Birthed from the foot of towering skyscrapers of downtown Chicago, stretching all the way to Santa Monica Pier, Route 66 was once the ultimate symbol of freedom. Referenced in countless songs, movies, and novels, “The Mother Road” served as a way to see America firsthand on your own terms. The final stretch of Route 66 is one the most remarkable, leading through the vast Mojave desert and down into the sunny Los Angeles basin. Just driving a portion of these 420 miles leads to incredible landscapes and quirky Americana in the form of roadside cafes, hotels, and towns that time forgot. Don’t miss out on these kitschy and nostalgia-drenched spots that transport you to the early days of American road tripping.

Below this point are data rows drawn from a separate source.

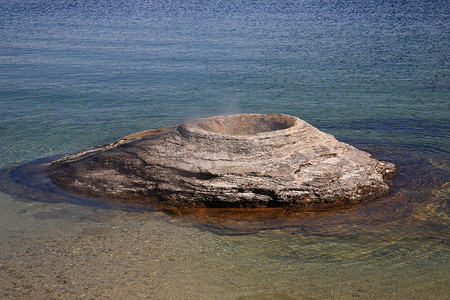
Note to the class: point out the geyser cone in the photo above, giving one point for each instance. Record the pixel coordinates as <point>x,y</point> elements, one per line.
<point>249,160</point>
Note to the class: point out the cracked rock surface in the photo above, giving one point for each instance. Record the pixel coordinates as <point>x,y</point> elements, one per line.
<point>248,160</point>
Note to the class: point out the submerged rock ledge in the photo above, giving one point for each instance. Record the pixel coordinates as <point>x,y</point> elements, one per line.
<point>249,160</point>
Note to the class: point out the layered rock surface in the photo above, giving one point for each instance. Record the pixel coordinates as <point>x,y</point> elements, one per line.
<point>248,160</point>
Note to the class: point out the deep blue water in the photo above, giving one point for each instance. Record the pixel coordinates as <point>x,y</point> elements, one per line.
<point>376,74</point>
<point>74,74</point>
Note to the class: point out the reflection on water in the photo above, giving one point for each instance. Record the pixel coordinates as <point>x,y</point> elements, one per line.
<point>370,250</point>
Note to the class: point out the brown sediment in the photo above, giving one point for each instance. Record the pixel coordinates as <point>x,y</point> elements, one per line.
<point>238,161</point>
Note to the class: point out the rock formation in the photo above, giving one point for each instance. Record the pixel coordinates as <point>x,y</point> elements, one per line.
<point>248,160</point>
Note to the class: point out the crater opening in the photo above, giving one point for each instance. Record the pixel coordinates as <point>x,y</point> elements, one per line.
<point>246,124</point>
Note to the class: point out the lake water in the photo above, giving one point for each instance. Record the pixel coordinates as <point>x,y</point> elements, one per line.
<point>376,74</point>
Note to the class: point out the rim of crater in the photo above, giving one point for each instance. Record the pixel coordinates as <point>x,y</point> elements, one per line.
<point>207,126</point>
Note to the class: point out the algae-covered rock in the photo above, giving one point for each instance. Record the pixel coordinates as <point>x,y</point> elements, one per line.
<point>249,160</point>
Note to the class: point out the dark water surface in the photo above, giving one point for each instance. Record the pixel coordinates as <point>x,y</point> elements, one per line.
<point>376,74</point>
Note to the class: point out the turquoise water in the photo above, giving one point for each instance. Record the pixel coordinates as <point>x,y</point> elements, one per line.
<point>376,74</point>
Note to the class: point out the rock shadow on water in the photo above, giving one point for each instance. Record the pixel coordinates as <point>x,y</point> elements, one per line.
<point>416,207</point>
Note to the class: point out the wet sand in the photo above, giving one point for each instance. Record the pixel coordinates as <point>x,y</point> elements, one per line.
<point>54,251</point>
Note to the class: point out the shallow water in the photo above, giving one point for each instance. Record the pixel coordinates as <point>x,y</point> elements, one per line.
<point>76,74</point>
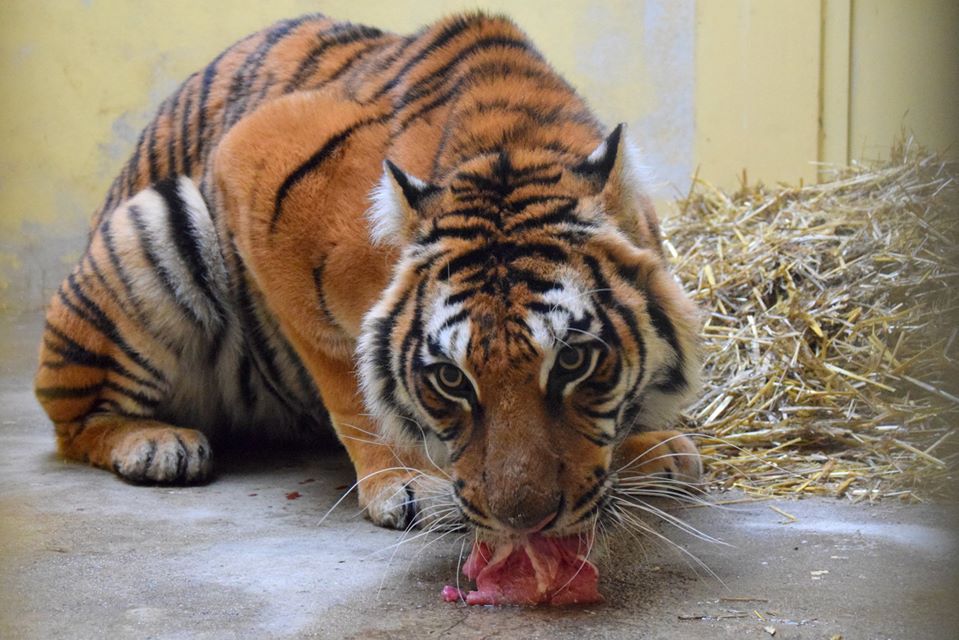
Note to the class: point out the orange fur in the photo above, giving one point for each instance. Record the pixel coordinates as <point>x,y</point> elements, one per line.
<point>268,294</point>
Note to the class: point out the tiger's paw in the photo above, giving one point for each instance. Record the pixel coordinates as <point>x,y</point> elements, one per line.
<point>405,501</point>
<point>661,454</point>
<point>164,455</point>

California’s Route 66 begins in the small town of Needles. There’s not much here, but with much of the desert, that’s the appeal! There are a few small old motels from Route 66’s prime, as well as a few old diners and foodstands: The Wagon Wheel Restaurant, Gus’ Fresh Jerky, and the Honey Stand. There’s also an old schoolhouse museum in the nearby town of Essex.
Mojave Desert National Preserve
Slightly north of Route 66 is the expansive Mojave Desert National Preserve. It doesn’t get much more remote than this 1.6 million acre wilderness containing incredible sand dunes, volcanic cinder cones, desert tortoises, and the iconic Joshua Trees. Smack dab in the middle of the Mojave stands Kelso Depot, an old train station used by Union Pacific to service the blossoming and lucrative ports of Los Angeles.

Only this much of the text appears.